Place instant pudding mix in medium bowl. Stir in milk with wire whisk until mixture is smooth and slightly thickened (about 1 minute). Add sour cream and yogurt; whisk until smooth. Cover; refrigerate at least 1 1/2 hours.

Meanwhile, heat oven to 400°F. Combine water, butter and salt in 2-quart saucepan. Cook over medium heat until mixture comes to a full boil (5 to 10 minutes). Stir in flour vigorously until mixture forms ball (1 minute). Remove from heat. Beat in eggs, 1 at a time, until smooth.

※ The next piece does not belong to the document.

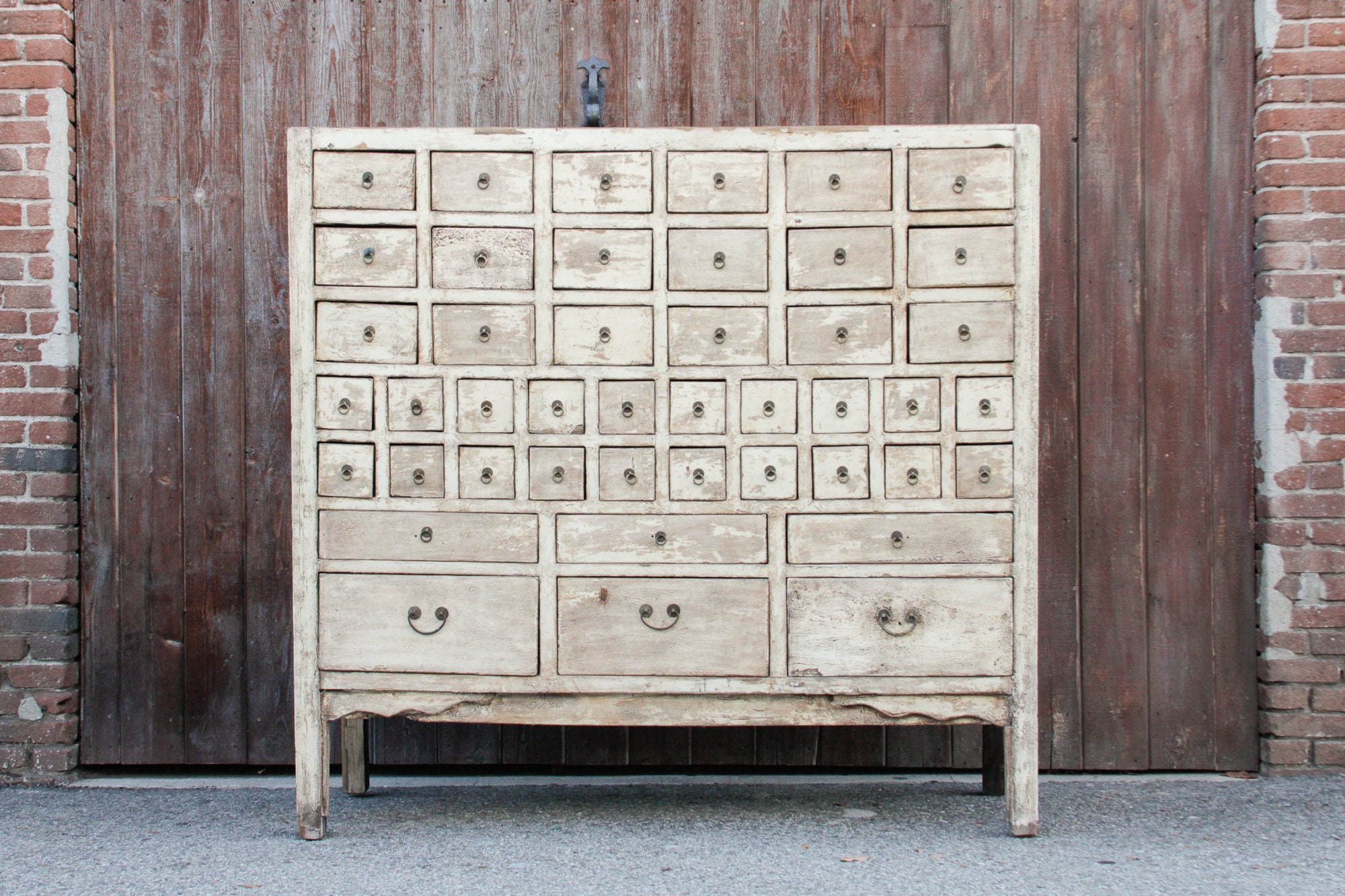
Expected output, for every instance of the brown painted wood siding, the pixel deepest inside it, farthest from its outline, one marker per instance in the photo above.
(1148, 624)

Drop dough by 1/3 cupfuls, about 3 inches apart, onto ungreased baking sheets. Bake for 30 to 35 minutes or until puffed and lightly browned. Pierce each puff gently with fork to allow steam to escape. Cool completely.

Place 12 ounce package of berries in 5-cup blender container or food processor bowl fitted with metal blade. Cover; blend at high speed until smooth (2 to 3 minutes). Add sugar and liqueur; mix well.

To assemble dessert, place 1 tablespoon sauce on each serving plate. Cut each cream puff in half. Scrape soft dough from insides, if desired. Place about 1/3 cup custard in bottom half. Place cream puff top over custard; top with 2 tablespoons fruit sauce. Sprinkle with powdered sugar. Garnish with fresh mint.

*Substitute 1 teaspoon orange extract.


Variation: Cream puffs can be made into small bite-sized dessert puffs by dropping dough by rounded tablespoonfuls onto ungreased baking sheets. Bake for 28 to 33 minutes.

Substitute purchased raspberry or chocolate ice cream topping for sauce.

- Cream puffs and custard can be made ahead and stored separately. Store cream puffs in loosely covered container at room temperature for one day or freeze in airtight container up to one month. Keep custard refrigerated up to one day in airtight container.